Once you are connected, you will see a desktop GUI that allows you to install and use full-fledged web-browsers or any other tool that is available for Ubuntu. Within the `Tools` folder on the desktop, you will find a collection of install scripts that makes it straightforward to install some of the most commonly used development tools, such as Atom, PyCharm, R-Runtime, R-Studio, or Postman (just double-click on the script).
**Clipboard:** If you want to share the clipboard between your machine and the workspace, you can use the copy-paste functionality as described below:
> 💡 _**Long-running tasks:** Use the desktop GUI for long-running Jupyter executions.

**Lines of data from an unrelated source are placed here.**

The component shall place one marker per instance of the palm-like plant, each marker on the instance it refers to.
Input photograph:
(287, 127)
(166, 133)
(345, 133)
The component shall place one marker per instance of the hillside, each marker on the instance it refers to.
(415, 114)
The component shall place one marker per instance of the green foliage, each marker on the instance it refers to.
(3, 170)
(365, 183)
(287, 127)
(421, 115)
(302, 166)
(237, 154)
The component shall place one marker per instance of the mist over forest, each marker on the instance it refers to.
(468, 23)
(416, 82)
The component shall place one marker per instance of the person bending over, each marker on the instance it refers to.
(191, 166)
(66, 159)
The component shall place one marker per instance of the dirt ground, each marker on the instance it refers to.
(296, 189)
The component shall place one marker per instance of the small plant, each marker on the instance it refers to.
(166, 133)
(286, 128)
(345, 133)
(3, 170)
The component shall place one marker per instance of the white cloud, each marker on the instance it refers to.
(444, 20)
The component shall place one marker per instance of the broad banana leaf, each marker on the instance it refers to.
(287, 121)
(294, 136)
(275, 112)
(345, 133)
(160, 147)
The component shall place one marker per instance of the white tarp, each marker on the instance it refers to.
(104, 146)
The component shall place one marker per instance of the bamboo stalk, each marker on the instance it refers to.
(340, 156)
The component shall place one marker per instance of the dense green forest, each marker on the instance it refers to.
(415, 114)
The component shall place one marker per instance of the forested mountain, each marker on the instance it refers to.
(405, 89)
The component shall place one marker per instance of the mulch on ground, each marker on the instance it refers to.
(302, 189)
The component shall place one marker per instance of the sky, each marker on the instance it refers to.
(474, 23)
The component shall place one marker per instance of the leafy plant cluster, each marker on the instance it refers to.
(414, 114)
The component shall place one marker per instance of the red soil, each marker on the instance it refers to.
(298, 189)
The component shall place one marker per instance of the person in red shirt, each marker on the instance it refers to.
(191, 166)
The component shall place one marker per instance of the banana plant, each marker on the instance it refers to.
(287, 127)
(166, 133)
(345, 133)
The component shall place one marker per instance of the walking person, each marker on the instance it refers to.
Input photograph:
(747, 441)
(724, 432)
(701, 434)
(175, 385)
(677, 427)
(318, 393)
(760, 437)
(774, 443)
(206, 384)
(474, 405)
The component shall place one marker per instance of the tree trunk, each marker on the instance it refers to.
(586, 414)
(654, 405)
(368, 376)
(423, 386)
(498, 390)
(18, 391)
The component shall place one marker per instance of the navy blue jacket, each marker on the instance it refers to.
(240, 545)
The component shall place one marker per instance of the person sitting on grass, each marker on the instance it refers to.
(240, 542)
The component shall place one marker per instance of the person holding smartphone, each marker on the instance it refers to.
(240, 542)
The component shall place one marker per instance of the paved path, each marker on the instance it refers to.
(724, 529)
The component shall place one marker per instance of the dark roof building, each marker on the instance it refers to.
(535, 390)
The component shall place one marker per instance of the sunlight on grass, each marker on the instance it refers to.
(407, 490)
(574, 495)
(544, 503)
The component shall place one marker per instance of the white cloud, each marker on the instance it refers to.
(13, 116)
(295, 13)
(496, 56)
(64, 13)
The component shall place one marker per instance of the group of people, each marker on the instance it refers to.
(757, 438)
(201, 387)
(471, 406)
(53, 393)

By running notebooks from the browser of your workspace desktop GUI, all output will be synchronized to the notebook even if you have disconnected your browser from the notebook._
### Visual Studio Code
[Visual Studio Code](https://github.com/microsoft/vscode) (`Open Tool -> VS Code`) is an open-source lightweight but powerful code editor with built-in support for a variety of languages and a rich ecosystem of extensions. It combines the simplicity of a source code editor with powerful developer tooling, like IntelliSense code completion and debugging. The workspace integrates VS Code as a web-based application accessible through the browser-based on the awesome [code-server](https://github.com/cdr/code-server) project. It allows you to customize every feature to your liking and install any number of third-party extensions.


### Git Integration
Version control is a crucial aspect of productive collaboration. To make this process as smooth as possible, we have integrated a custom-made Jupyter extension specialized on pushing single notebooks, a full-fledged web-based Git client ([ungit](https://github.com/FredrikNoren/ungit)), a tool to open and edit plain text documents (e.g., `.py`, `.md`) as notebooks ([jupytext](https://github.com/mwouts/jupytext)), as well as a notebook merging tool ([nbdime](https://github.com/jupyter/nbdime)). Additionally, JupyterLab and VS Code also provide GUI-based Git clients.
#### Clone Repository
For cloning repositories via `https`, we recommend to navigate to the desired root folder and to click on the `git` button as shown below:
This might ask for some required settings and, subsequently, opens [ungit](https://github.com/FredrikNoren/ungit), a web-based Git client with a clean and intuitive UI that makes it convenient to sync your code artifacts. Within ungit, you can clone any repository. If authentication is required, you will get asked for your credentials.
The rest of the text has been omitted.